The present writer's researches have persuaded him that the attempt to
claim Edwards in support of modern Toronto phenomena is deeply dishonest,
and that the credibility thus gained for the Toronto blessing is wholly
spurious. If this conclusion is right (and these chapters present the
evidence), truth and honesty demand that we take the formidable weapon
of Jonathan Edwards' mighty teaching out of the hands of today's Toronto
apologists, and return it where it rightfully belongs, in the hands of
those who are convinced of the merits of traditional Reformed theology.
The teaching of Edwards regarding bodily effects found in the context
of revival, then, cannot honestly be applied to the animal manifestations
of the Toronto blessing. But before we move on, let us look for a moment
at how Glenda Waddell of Holy Trinity Brompton tries to justify the animal
manifestations. We will find it highly instructive. Roaring like a lion
has been the most widely publicized of these manifestations, but it is
certainly not the only one. Ms Waddell herself describes the scene in
another Toronto-style meeting she attended:
That room sounded like it was a cross between a jungle and a
farmyard. There were many, many lions roaring, there were bulls bellowing,
there were donkeys, there was a cockerel near me, there were sort of bird
songs.. . Everything you could possibly imagine. Every animal you could
conceivably imagine you could hear. 
Clearly Ms Waddell can find no support in Scripture for this allegedly
new gift of the Spirit, for Scripture's silence on the issue is deafening.

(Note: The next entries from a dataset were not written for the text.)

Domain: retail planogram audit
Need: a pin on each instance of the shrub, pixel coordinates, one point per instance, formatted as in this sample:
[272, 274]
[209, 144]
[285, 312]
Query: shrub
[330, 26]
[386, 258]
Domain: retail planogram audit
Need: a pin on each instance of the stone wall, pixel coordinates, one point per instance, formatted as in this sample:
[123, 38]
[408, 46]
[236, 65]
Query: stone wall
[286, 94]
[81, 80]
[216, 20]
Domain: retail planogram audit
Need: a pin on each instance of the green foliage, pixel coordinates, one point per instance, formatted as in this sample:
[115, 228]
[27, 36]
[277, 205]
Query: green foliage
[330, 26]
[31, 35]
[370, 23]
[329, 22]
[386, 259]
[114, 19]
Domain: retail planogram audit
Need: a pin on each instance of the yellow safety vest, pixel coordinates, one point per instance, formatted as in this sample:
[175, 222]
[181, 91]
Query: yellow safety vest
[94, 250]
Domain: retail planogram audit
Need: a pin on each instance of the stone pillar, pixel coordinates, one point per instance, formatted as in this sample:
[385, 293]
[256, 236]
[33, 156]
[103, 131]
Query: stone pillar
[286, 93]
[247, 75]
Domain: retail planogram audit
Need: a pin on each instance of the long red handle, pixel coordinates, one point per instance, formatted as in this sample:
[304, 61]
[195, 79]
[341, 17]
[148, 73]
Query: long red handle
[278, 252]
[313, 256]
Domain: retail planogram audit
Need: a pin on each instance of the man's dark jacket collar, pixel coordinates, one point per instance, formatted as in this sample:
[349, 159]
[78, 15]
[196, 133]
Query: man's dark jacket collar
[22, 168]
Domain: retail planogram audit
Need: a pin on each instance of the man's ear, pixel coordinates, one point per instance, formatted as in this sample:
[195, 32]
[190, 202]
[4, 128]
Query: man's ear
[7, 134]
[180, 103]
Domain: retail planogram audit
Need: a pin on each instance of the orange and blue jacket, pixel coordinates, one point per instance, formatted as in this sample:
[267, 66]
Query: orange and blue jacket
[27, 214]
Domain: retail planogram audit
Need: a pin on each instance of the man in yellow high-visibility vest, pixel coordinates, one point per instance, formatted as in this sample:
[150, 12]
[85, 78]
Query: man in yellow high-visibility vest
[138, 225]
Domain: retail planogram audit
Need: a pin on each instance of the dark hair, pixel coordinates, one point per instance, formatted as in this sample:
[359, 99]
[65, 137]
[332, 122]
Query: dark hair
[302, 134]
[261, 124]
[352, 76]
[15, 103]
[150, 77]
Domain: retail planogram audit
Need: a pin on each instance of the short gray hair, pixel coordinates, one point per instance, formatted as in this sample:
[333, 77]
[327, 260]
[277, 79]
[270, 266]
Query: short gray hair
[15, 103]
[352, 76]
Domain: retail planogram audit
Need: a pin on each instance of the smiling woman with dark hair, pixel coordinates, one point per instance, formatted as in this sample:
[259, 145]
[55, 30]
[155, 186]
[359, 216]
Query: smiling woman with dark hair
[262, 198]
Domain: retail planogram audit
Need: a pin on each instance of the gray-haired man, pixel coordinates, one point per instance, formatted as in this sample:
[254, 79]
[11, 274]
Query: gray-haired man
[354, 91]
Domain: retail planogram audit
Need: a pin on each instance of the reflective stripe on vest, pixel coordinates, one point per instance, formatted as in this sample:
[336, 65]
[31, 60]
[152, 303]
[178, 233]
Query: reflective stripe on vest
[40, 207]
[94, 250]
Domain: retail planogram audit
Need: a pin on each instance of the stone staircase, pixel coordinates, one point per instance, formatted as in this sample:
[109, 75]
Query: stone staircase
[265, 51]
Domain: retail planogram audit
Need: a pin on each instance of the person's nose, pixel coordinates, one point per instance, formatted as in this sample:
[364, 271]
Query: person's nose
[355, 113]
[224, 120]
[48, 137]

So how does she explain its significance? By claiming a new private revelation
from God. God gives her (she affirms) a new extra-Scriptural doctrine
to explain the new extra-Scriptural work of the Spirit. This is logical;
one does not see how else a new extra-Scriptural work of the Spirit could
be explained. The doctrine is that God is deliberately making His people
behave in a ludicrous, sub-human fashion in order to destroy their vanity.

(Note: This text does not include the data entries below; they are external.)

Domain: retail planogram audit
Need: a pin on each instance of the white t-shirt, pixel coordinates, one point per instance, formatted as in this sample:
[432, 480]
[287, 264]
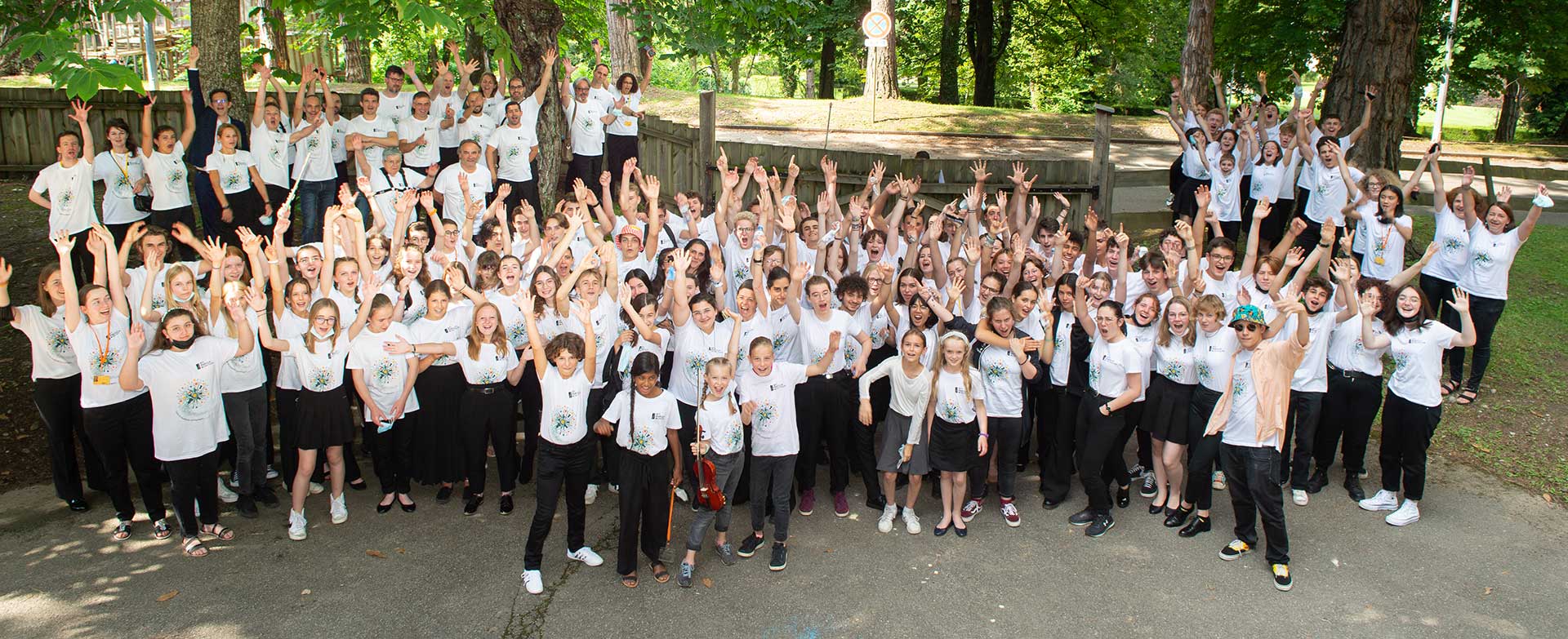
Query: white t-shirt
[167, 177]
[952, 405]
[642, 425]
[564, 420]
[1490, 259]
[412, 129]
[69, 196]
[773, 433]
[100, 349]
[234, 171]
[449, 185]
[320, 370]
[378, 127]
[587, 121]
[270, 151]
[1418, 362]
[52, 353]
[187, 409]
[1109, 366]
[385, 373]
[511, 153]
[119, 173]
[623, 122]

Here are the words Ms Waddell attributes to God: 'What you hear is My
church being stripped of its vanity - My church and My leaders being stripped
of their dignity, because I hate it " One could comment on the somewhat
disturbing content of this allegedly new revelation: the Creator and Redeemer
of humanity deliberately stripping away His adopted children's human dignity
as those made in His image, and reducing them to the level of the beasts
that perish - the temples of the Holy Spirit transformed by that same
Spirit into braying donkeys and bellowing bulls. If Satan did that to
a person, charismatics would once have been the first to denounce it as
a degrading bondage and to call for "deliverance ministry." But it is
apparently the Holy Spirit of our merciful heavenly Father Who is doing
these things to His children, as a "blessing" which we are all to desire.
Truly, we live in odd times.
But let us overlook the unwholesome content of Ms Waddell's supposed
new revelation. Let us simply notice how the claim to a new non-Scriptural
work or gift of the Spirit has led to a new non-Scriptural revelation,
in order to authorize the gift's status and explain its meaning. Ms Waddell
gives us, in effect, a new theological doctrine of the gift of animal
spirit possession. Presumably we should staple it in the back of our Bibles.
Can even the most convinced and committed Toronto advocate honestly think
that Jonathan Edwards would have approved of this deep-seated betrayal
of Reformation Protestantism? The sort of spirituality that meets us in
Ms Waddell and those on her wavelength looks like a wild stampede from
sanctified reason, into the ultra-subjective and irrational pole of the
human psyche, spewing forth these strange new doctrines instead of submitting
to the all-sufficient Word of God. That the name of Jonathan Edwards should
have been tacked onto such a spiritually unhinged outlook can only be
regarded as one of the more curious and disgusting ironies of modern theology.
Perhaps we should also, at this point, consider the hysterical laughter
that has characterized the Toronto blessing (and some other forms of charismatic
experience), and ask what Edwards would have made of this. After all,
it could be claimed that this is the type of experience Edwards was dealing
with and justifying. Could inner spiritual joy not spill over into laughter?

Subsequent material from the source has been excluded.